I know this Sam, as I actually do own a Lucky Reptile Superfog as I said. As to Superfog been awful, dunno where you got that idea from. I have had mine for ages now, and all I've had to replace was the tank after my wife dropped it and smashed it. You just have to use RO water in them, else salts build up on the fogger membrane. I'd bet money that run side by side, a super frog would last a LOT longer than your cheapo one off ebay.  lol

However, a misting system is superior in every way to a fogging system. The only plus with a fogger is it looks nice. I found with my fogger that it was on more than it was off just to maintain humidity at around 80%, where with a misting system 2 1 to 1.5 minute mistings a day keeps the humidity spot on. Plus a misting system comes with the added bonus of effectively 'washing down' your viv.

Hence I advised saving for a bit longer and getting a MistKing system, rather than a fogger of ANY kind. There's a reason more people use misting systems than foggers. 

Ade


----------



## sambridge15 (Nov 22, 2009)

Wolfenrook said:


> I know this Sam, as I actually do own a Lucky Reptile Superfog as I said. As to Superfog been awful, dunno where you got that idea from.
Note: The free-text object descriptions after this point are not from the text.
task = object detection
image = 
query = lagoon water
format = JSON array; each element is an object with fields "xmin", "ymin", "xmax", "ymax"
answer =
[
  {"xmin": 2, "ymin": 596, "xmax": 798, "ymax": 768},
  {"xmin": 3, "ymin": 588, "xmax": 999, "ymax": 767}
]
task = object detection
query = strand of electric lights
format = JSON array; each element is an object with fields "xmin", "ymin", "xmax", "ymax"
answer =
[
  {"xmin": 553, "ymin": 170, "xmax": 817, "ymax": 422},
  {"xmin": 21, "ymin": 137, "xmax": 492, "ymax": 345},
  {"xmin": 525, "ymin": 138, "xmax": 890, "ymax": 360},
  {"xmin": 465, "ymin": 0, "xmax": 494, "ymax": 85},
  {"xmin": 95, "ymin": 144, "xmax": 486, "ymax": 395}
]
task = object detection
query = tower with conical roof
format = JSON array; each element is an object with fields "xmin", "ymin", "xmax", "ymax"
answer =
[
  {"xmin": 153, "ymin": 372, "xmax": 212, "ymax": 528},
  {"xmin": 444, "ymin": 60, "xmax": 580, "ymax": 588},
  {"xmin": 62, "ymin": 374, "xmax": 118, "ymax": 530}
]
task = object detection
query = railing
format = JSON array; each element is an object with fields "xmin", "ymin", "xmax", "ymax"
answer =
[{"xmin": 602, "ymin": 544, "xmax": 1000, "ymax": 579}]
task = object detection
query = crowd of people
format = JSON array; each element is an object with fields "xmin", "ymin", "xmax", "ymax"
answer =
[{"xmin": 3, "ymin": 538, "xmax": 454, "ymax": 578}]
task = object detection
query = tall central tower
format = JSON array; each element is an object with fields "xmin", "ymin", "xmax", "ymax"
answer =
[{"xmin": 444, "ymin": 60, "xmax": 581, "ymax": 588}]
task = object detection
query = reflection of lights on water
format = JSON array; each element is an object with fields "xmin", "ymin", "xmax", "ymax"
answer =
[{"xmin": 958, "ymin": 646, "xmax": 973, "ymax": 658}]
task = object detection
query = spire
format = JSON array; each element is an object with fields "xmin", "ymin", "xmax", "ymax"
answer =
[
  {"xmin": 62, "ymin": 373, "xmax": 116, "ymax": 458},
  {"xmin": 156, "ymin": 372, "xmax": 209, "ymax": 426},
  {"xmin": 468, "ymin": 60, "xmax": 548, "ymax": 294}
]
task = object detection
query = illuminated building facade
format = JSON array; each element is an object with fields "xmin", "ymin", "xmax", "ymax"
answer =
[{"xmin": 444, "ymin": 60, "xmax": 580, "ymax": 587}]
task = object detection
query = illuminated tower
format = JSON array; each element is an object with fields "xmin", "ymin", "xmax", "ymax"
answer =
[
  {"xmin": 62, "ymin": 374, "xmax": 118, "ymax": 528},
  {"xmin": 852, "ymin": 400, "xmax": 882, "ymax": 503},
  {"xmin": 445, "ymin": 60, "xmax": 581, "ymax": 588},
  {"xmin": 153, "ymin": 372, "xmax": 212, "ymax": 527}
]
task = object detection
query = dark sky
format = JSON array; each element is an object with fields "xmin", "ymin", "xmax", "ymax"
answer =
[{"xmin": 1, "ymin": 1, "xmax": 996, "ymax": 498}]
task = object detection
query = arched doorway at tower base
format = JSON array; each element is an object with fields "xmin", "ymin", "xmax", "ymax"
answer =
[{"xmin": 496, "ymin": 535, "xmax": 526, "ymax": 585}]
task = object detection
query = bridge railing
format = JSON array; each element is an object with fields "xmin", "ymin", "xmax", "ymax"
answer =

I have had mine for ages now, and all I've had to replace was the tank after my wife dropped it and smashed it. You just have to use RO water in them, else salts build up on the fogger membrane. I'd bet money that run side by side, a super frog would last a LOT longer than your cheapo one off ebay.  lol
> 
> However, a misting system is superior in every way to a fogging system. The only plus with a fogger is it looks nice. I found with my fogger that it was on more than it was off just to maintain humidity at around 80%, where with a misting system 2 1 to 1.5 minute mistings a day keeps the humidity spot on. Plus a misting system comes with the added bonus of effectively 'washing down' your viv.
> 
> ...


ebay fogger £1 at thoese prices who cares about performance :lol2: my dig about super fog was more about price im tight :blush:


----------



## Wolfenrook (Jul 2, 2010)

That's £1 towards a Mistking.  You know yourself how good they are, you have one too. lol

Ade


----------



## igmillichip (Feb 7, 2010)

I use the Lucky Reptile Super Fog......great gadget, lasts for years, and can run almost 24 hours non-stop if needed. It is high output and can be used for several vivs (with using T joints on the pipes).

The OP asked how many outlets.....it has one, but the tubing allows you to add standard plumbing T-joints and bends (about a euro or a pound will get them) to use a single fogger to 'fog-up' multiple vivs. 

I have some other foggers, including chamber foggers, but they are simply crap in comparison to the Lucky Reptile one if it is a fogger you need.
Having said that, if you have one viv then maybe a different option could be better (eg rain or misting system).

ian


----------